There are several opportunities for fans to get involved and donate to “Think Pink,” including:
- 1. Pledging a dollar amount per Clemson free throw made by signing up at the Guest Services Counter in Littlejohn Coliseum (Clemson currently averages 10 made free throws game)
- 2. Signing up for a pledge with a Zeta Tau Alphamember
- 3. Making a flat donation that can be turned in to the Guest Services Counter
All breast cancer survivors, including their immediate families, will receive free admission to the game by mentioning that they are a breast cancer survivor at any gate. Clemson Athletics will also recognize these breast cancer survivors during halftime of the contest. If you are a breast cancer survivor and would like to attend this game, please email firstname.lastname@example.org so you can be properly recognized. The Clemson Lady Tigers basketball team will donate a matching gift for each donation up to $5,000. All money raised will be donated to Susan G. Komen for the Cure. For more information, please visit www.clemsontigers.com or contact Mark Welch at email@example.com.

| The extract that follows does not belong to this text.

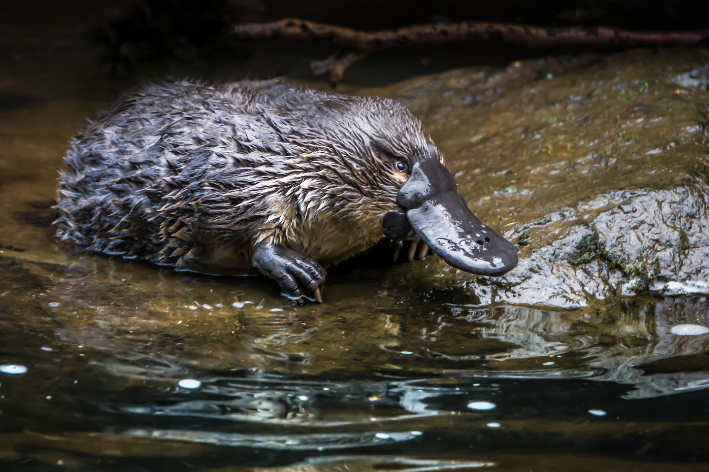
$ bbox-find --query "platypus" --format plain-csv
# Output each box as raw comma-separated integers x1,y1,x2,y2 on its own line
56,79,517,302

- 2009: Melissa “Missy” Wylie, long-time employee at Columbo's Pizza on Pendleton Road, dies of a gunshot wound to the chest at her home at 209 Maple Boulevard, Clemson. Her husband, Clifford Austin Wylie, 52, is charged with murder in connection with her death. Wylie, 50, who co-workers said was the mother of two sons aged 7 and 23, was pronounced dead at her home at 209 Maple Blvd. in Clemson Friday night after city of Clemson police officers responded to a domestic disturbance call from her around 8:57 p.m. According to a Clemson police department news release, officers were met at the door of the Wylie residence by Clifford Wylie. According to the officers, Melissa Wylie, who had suffered an apparent gunshot wound to the chest, was lying on the floor of the house in a pool of blood. Clifford Wylie was taken into custody Friday night and is awaiting a bond hearing, according to Clemson Police Capt. Karry Walker. An autopsy was conducted at the Greenville Hospital System to confirm the cause of death, which was a gunshot wound to the chest, according to Pickens County Coroner Kandy Kelley. Melissa Wylie, a 2007 breast cancer survivor who co-workers remembered as being very involved in the Susan G. Komen organization, was “full of love” according to Mohamed Elgazar, a friend of Wylie’s for 19 years. “She was such a good example to so many,” a teary-eyed Elgazar said Saturday. “She was my friend, and so full of love. She, a Christian, brought her son to my Muslim mosque so they could see how we worship. She respected everyone, regardless.” Funeral arrangements for Melissa Wylie will not be completed until her parents, who according to Conrad live in the Cincinnati, Ohio, area, can make the necessary arrangements, Mark Conrad said. Conrad had known Wylie since he moved to Clemson from Racine, Wis., 25 years ago to open Columbo’s Pizza in Clemson. “She was like a mother to everyone, including me,” Conrad said Saturday about Wiley, who worked as the manager at Columbo’s on Pendleton Road for 24 years. “I can’t believe she’s gone.” (Sources: Anderson Independent-Mail, Anderson, South Carolina; WSPA-TV, Spartanburg, South Carolina, Saturday, February 14, 2009.)